P-au-P, 09 mars 2021 [AlterPresse] --- Plusieurs organisations haïtiennes du mouvement social et populaire dénoncent le processus d’accaparement des terres des paysannes et paysans, à Savane Diane (Artibonite), dans une note conjointe transmise à l’agence en ligne AlterPresse.
Ces organisations haïtiennes du mouvement social et populaire rejettent l’octroi de plus de 8,600 hectares de terres, pour une zone franche agricole dénommée « Zone franche agro-industrielle de Savane Diane » à une seule famille (Apaid), à travers un arrêté présidentiel, publié dans le journal officiel « Le Moniteur », en date du 8 février 2021, au lendemain de la fin de mandat de Jovenel Moïse.

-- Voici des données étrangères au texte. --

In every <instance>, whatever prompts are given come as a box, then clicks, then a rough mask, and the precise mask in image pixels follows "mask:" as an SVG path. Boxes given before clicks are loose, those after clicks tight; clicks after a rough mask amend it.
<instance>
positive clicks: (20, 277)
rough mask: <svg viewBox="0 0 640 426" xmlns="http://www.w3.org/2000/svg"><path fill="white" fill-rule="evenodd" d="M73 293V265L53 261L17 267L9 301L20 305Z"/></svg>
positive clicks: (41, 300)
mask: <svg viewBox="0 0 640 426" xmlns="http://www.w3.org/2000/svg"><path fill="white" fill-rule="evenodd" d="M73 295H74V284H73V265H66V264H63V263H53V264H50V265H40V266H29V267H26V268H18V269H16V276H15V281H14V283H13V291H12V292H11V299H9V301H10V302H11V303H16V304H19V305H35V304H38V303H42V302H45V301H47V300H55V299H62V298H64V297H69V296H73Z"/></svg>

Établie sur quatre (4) communes de trois (3) départements géographiques du pays (Saint-Michel de l’Attalaye / Artibonite, Maïssade / Plateau central, Pignon et Saint-Raphaël / Nord), la concession de terres à Savane Diane devrait produire du Stévia au profit de l’entreprise Coca Cola, rappellent-elles.

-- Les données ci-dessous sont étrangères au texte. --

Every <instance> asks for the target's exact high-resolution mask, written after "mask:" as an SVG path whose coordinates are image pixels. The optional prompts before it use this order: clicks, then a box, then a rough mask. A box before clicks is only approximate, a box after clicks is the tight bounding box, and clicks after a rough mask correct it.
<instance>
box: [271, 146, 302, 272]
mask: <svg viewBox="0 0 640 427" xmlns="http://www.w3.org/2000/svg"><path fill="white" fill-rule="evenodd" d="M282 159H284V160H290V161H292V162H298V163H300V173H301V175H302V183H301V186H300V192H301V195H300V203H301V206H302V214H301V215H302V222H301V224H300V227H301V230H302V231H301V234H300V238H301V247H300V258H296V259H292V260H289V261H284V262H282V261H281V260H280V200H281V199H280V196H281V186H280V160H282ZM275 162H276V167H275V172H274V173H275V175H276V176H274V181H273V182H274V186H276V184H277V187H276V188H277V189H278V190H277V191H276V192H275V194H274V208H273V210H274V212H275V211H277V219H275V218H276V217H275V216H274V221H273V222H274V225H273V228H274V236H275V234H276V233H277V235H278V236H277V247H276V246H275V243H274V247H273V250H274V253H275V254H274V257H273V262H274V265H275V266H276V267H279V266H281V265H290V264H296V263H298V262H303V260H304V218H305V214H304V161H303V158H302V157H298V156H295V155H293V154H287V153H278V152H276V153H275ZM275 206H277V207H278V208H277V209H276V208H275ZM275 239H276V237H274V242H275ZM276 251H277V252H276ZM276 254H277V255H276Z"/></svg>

Cette décision vient aggraver la situation de plusieurs dizaines de milliers de familles paysannes, qui assurent l’économie paysanne et la souveraineté alimentaire du pays, estiment ces organisations.

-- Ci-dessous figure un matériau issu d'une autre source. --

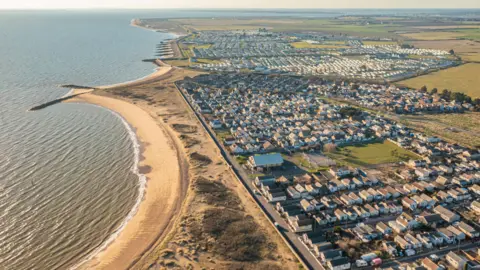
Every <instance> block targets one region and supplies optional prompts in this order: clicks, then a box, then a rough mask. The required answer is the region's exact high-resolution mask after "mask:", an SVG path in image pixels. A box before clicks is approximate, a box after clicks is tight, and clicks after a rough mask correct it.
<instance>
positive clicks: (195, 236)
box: [102, 69, 297, 270]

« Cette zone franche est créée sur la propriété privée de ma famille et non sur une propriété appartenant à l’Etat haïtien, comme le stipulent les titres de propriété soumis au Ministère de l’Agriculture (MARNDR), au Ministère du Commerce et de l’Industrie (MCI), à la Direction des zones franches (DZF) et au Conseil national des zones franches (CNZF) depuis 2019 », affirme Louis Déjoie III dans une note publiée en février dernier par le quotidien Le Nouvelliste.
Le mandataire de la famille Déjoie ajoute que « le promoteur de la zone franche est la 1ère société créée conjointement, "Stevia Agro Industrie S.A.", communément détenue par les familles Apaid, Déjoie, Celcis et Dorcin ».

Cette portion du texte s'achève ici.